一方、2023年に医薬品大手ジョンソン・エンド・ジョンソン[JNJ]からスピンオフしたケンビュー[KVUE]はマウスウオッシュ(洗口液)の「リステリン」で、世界の洗口液市場をリードしているようです。リステリンは手術用の消毒液として開発された歴史があり、強力な殺菌力と独自の爽快感が大きな特徴です。

ケンビューはこのほかにも解熱鎮痛薬の「タイレノール」や禁煙補助剤の「ニコレット」といった有力商品を持ち、発売から100年以上が経過したばんそうこうの「バンドエイド」はほとんど普通名詞になっていますが、紛れのない同社のブランドです。

ただ、3年前にスピンオフしたばかりのケンビューは早くも企業合併・買収(M&A)の対象になっています。2025年11月にはキンバリー・クラーク[KMB]が総額487億ドルでケンビューを買収すると発表しており、2026年下期にも買収が完了する予定です。

企業概要:コルゲート・パルモリーブ[CL]

歯ブラシや歯磨き粉といったオーラルケア製品を軸に食器用洗剤の「パルモリーブ」、液体ハンドソープの「ソフトソープ」、ペットフードの「ヒルズ」などを展開する。
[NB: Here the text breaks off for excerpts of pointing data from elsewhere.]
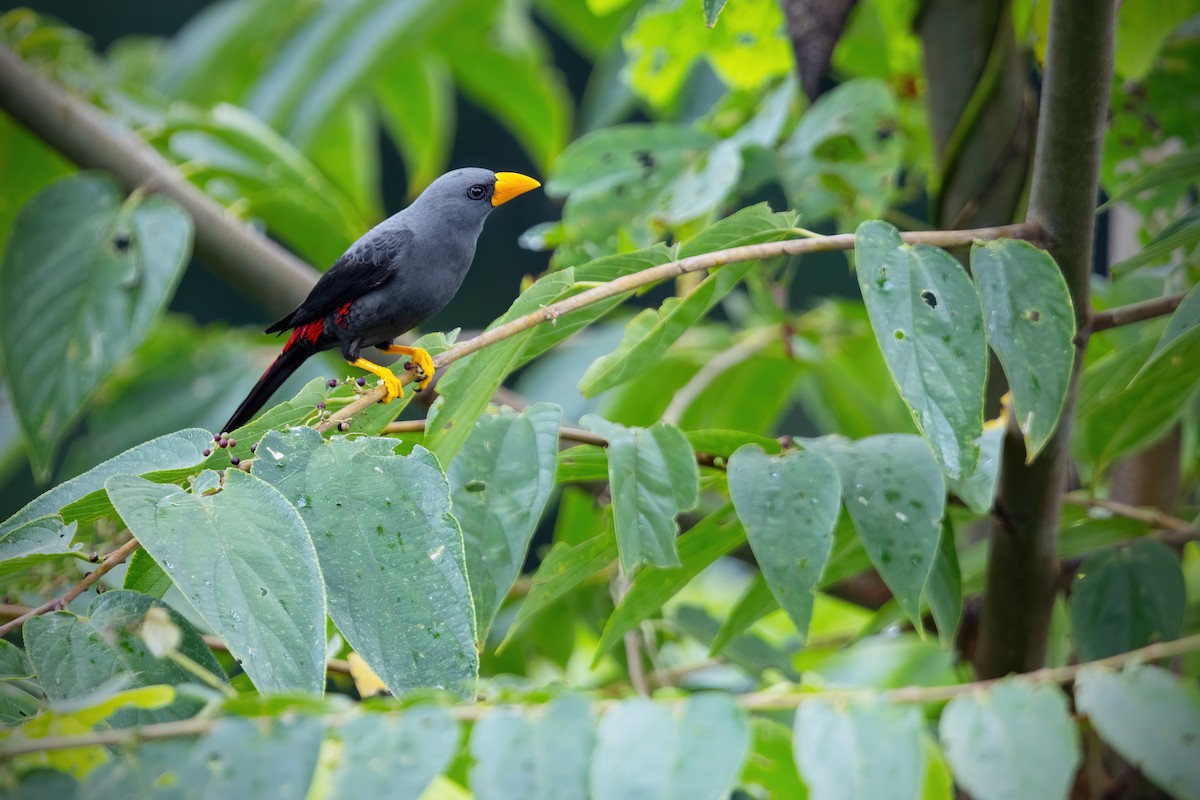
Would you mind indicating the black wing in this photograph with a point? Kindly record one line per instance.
(366, 265)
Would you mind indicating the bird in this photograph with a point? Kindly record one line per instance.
(396, 276)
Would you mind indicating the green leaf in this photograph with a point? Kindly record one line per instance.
(712, 11)
(1150, 717)
(540, 752)
(499, 483)
(835, 163)
(175, 451)
(75, 656)
(145, 576)
(943, 590)
(521, 89)
(928, 322)
(244, 559)
(653, 476)
(114, 266)
(789, 505)
(239, 758)
(1014, 741)
(714, 536)
(691, 750)
(393, 755)
(39, 541)
(1031, 326)
(415, 97)
(468, 386)
(1182, 232)
(859, 751)
(895, 495)
(563, 569)
(1127, 597)
(389, 549)
(755, 602)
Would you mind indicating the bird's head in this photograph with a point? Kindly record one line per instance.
(471, 193)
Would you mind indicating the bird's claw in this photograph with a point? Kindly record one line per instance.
(423, 368)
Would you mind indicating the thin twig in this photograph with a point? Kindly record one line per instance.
(1152, 517)
(1137, 312)
(759, 701)
(631, 282)
(64, 600)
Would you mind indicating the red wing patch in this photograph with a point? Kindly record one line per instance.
(309, 332)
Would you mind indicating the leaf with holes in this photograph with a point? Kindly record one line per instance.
(895, 497)
(1014, 741)
(654, 477)
(390, 552)
(244, 559)
(789, 505)
(84, 276)
(1151, 717)
(929, 324)
(1031, 326)
(499, 483)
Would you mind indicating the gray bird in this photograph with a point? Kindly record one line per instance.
(396, 276)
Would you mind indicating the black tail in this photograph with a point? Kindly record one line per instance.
(294, 354)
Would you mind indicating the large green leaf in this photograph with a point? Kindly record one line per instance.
(239, 758)
(687, 751)
(563, 569)
(1015, 741)
(929, 325)
(75, 656)
(895, 495)
(114, 265)
(1125, 599)
(789, 505)
(1151, 719)
(415, 96)
(648, 335)
(835, 163)
(862, 751)
(39, 541)
(244, 559)
(174, 451)
(714, 536)
(534, 752)
(499, 483)
(1031, 326)
(390, 552)
(653, 476)
(393, 755)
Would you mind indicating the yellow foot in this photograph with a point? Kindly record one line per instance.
(421, 362)
(390, 382)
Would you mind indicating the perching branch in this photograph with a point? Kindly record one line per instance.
(759, 701)
(75, 127)
(628, 283)
(1023, 569)
(64, 600)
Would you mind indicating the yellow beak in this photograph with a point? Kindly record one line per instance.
(509, 185)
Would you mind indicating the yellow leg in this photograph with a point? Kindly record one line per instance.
(421, 362)
(389, 380)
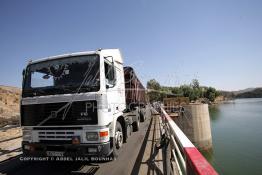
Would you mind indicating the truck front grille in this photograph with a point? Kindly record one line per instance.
(79, 113)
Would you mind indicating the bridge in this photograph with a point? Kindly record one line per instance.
(159, 147)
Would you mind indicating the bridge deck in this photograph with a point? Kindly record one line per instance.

【図表5】コルゲート・パルモリーブ[CL]:業績推移(単位:百万ドル)
出所:LSEGよりDZHフィナンシャルリサーチ作成
※期末は12月
【図表6】コルゲート・パルモリーブ[CL]:週足チャート(移動平均線 緑色:13週、橙色:26週)
出所:マネックス証券ウェブサイト(2026年6月5日時点)

企業概要:ケンビュー[KVUE]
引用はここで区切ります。